The redevelopment would replace the western half of the deck with The James, a towering complex with ground-floor retail space, 82 public parking spaces, and 308 market-rate rental units. (The eastern section of the deck, which is located beneath the Duke Clinical Research Institute and contains around 300 parking spaces, is not included in the proposal.)

Some units could go for upwards of $7,000 a month, executives said Thursday. 

As part of its pitch, the firm has offered to contribute $650,000 to the city’s affordable housing fund, but executives are opposed to designating affordable units within The James itself, which would become the tallest building in Durham if constructed.

“From an economic standpoint, it’s more advantageous for us to offer a contribution to the (affordable housing) fund as opposed to putting them in that structure,” Earl Guill, the company’s vice president of development, told the council.

Council member Jillian Johnson was skeptical of Guill’s pitch. 

“I would presume that you would still be able to make significant profits on this project if you were to locate some affordable housing units in the building,” Johnson said. “Do you think that’s inaccurate?”

“I think it would be a push,” Guill said, adding that “the analysis of doing that would be difficult for us.”
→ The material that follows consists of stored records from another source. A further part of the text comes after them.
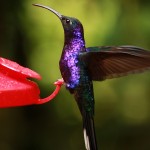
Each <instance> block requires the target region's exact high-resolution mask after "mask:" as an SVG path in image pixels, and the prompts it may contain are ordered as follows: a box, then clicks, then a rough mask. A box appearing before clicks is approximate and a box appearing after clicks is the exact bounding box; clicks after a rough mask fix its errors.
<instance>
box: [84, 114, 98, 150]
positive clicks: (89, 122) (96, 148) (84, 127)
mask: <svg viewBox="0 0 150 150" xmlns="http://www.w3.org/2000/svg"><path fill="white" fill-rule="evenodd" d="M83 134H84V141H85V147H86V149H87V150H97V149H98V148H97V142H96V135H95V127H94V119H93V117H92V116H91V114H89V113H87V112H86V113H85V114H84V115H83Z"/></svg>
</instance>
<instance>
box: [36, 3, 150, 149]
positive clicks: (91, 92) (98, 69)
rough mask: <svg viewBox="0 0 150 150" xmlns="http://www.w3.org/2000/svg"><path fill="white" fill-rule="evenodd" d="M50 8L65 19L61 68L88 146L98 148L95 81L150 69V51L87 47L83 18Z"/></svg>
mask: <svg viewBox="0 0 150 150" xmlns="http://www.w3.org/2000/svg"><path fill="white" fill-rule="evenodd" d="M33 5H34V6H38V7H42V8H45V9H48V10H49V11H51V12H52V13H54V14H55V15H56V16H57V17H58V18H59V20H60V22H61V23H62V26H63V29H64V46H63V50H62V54H61V58H60V61H59V68H60V72H61V75H62V78H63V80H64V83H65V86H66V89H67V90H68V91H69V92H70V93H71V94H72V95H73V96H74V98H75V100H76V102H77V105H78V107H79V110H80V113H81V116H82V120H83V135H84V141H85V148H86V149H87V150H97V149H98V147H97V140H96V133H95V127H94V105H95V100H94V92H93V81H103V80H105V79H111V78H117V77H121V76H125V75H128V74H131V73H138V72H143V71H144V70H148V69H150V51H148V50H144V49H143V48H140V47H136V46H128V45H127V46H95V47H86V45H85V40H84V29H83V26H82V24H81V22H80V21H79V20H78V19H76V18H74V17H68V16H64V15H62V14H60V13H59V12H57V11H56V10H54V9H52V8H50V7H47V6H44V5H41V4H33Z"/></svg>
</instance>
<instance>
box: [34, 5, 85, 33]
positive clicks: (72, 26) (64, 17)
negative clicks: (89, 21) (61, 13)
mask: <svg viewBox="0 0 150 150" xmlns="http://www.w3.org/2000/svg"><path fill="white" fill-rule="evenodd" d="M33 5H34V6H38V7H42V8H45V9H48V10H49V11H51V12H52V13H54V14H55V15H56V16H57V17H58V18H59V19H60V21H61V23H62V26H63V28H64V32H65V34H75V35H77V36H78V34H80V33H81V34H83V26H82V24H81V22H80V21H79V20H78V19H76V18H73V17H67V16H64V15H61V14H60V13H59V12H57V11H56V10H54V9H52V8H50V7H47V6H44V5H40V4H33Z"/></svg>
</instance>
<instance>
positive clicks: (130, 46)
mask: <svg viewBox="0 0 150 150" xmlns="http://www.w3.org/2000/svg"><path fill="white" fill-rule="evenodd" d="M80 59H81V60H82V61H84V64H85V65H86V67H87V68H88V70H89V73H90V75H91V77H92V80H96V81H100V80H104V79H110V78H116V77H121V76H125V75H128V74H133V73H139V72H143V71H144V70H148V69H150V51H147V50H144V49H142V48H139V47H134V46H120V47H109V46H107V47H93V48H92V47H90V48H87V52H84V53H82V54H81V55H80Z"/></svg>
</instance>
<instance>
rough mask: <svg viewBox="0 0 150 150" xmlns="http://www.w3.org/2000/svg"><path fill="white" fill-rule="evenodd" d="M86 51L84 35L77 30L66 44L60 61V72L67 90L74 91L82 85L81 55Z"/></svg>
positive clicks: (63, 50) (76, 30) (65, 43)
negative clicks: (81, 83) (61, 73)
mask: <svg viewBox="0 0 150 150" xmlns="http://www.w3.org/2000/svg"><path fill="white" fill-rule="evenodd" d="M84 51H85V42H84V38H83V34H82V33H81V32H80V31H78V30H76V31H74V36H73V38H71V39H69V41H68V40H67V43H65V46H64V48H63V52H62V56H61V60H60V70H61V73H62V77H63V79H64V81H65V83H66V87H67V88H71V89H74V88H75V87H76V86H78V85H79V83H80V78H81V75H80V71H81V70H80V66H79V53H81V52H84Z"/></svg>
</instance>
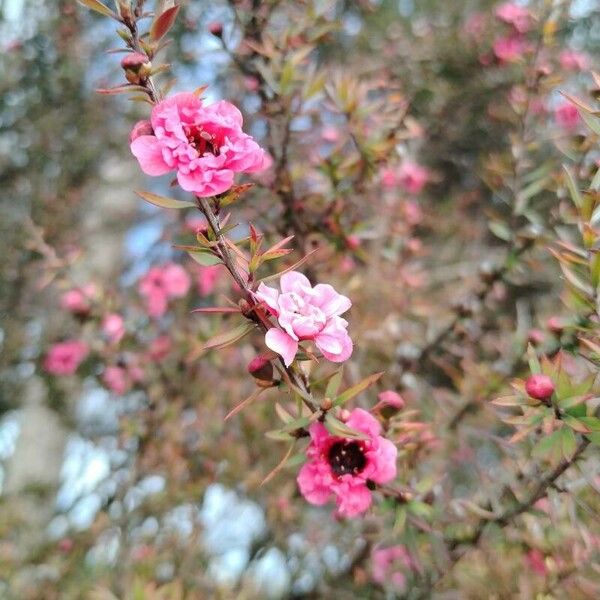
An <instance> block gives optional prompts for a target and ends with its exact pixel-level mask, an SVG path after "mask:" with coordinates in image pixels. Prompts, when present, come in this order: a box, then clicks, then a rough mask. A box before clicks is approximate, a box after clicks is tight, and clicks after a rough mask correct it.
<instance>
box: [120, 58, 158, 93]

Council members Javeria Caballero and DeDreana Freeman echoed Johnson’s concerns. 

“We don’t really need $5 million,” Freeman said. “But we do need affordable housing.”

The proposal is also receiving online pushback from Durham residents.

“We definitely need more housing density downtown, but the offer of 6 affordable units elsewhere is supremely insulting & classist (yay poors but not here please),” writer Matt Lardie tweeted. “Are we just giving up on any housing for the working class anywhere near downtown?”

While emphasizing the need for more affordable housing downtown, council member Leonardo Williams said he fears that rejecting this kind of proposal may lead to worsened gentrification in other areas of the city. Tech companies are bringing thousands of new residents to Durham, he said, and they need a place to live.

“I don’t want them going into neighborhoods and taking what people already have,” Williams said. 

Mayor Pro Tem Mark-Anthony Middleton was also more receptive to the proposal than others on the council, calling it an “intriguing offer.”

The garage is owned and operated by the city, though the firm owns the air space above it. Any proposals to redevelop the property must be approved by the firm, the city council, and the Duke Clinical Research Institute, according to city attorney Fred Lamar. 

Craig Davis, the firm’s founder and CEO, told the council that his team would tweak the plan as needed for approval.

When he bought the air space, he said, “I committed to not build offices, but to build housing, because we needed it.”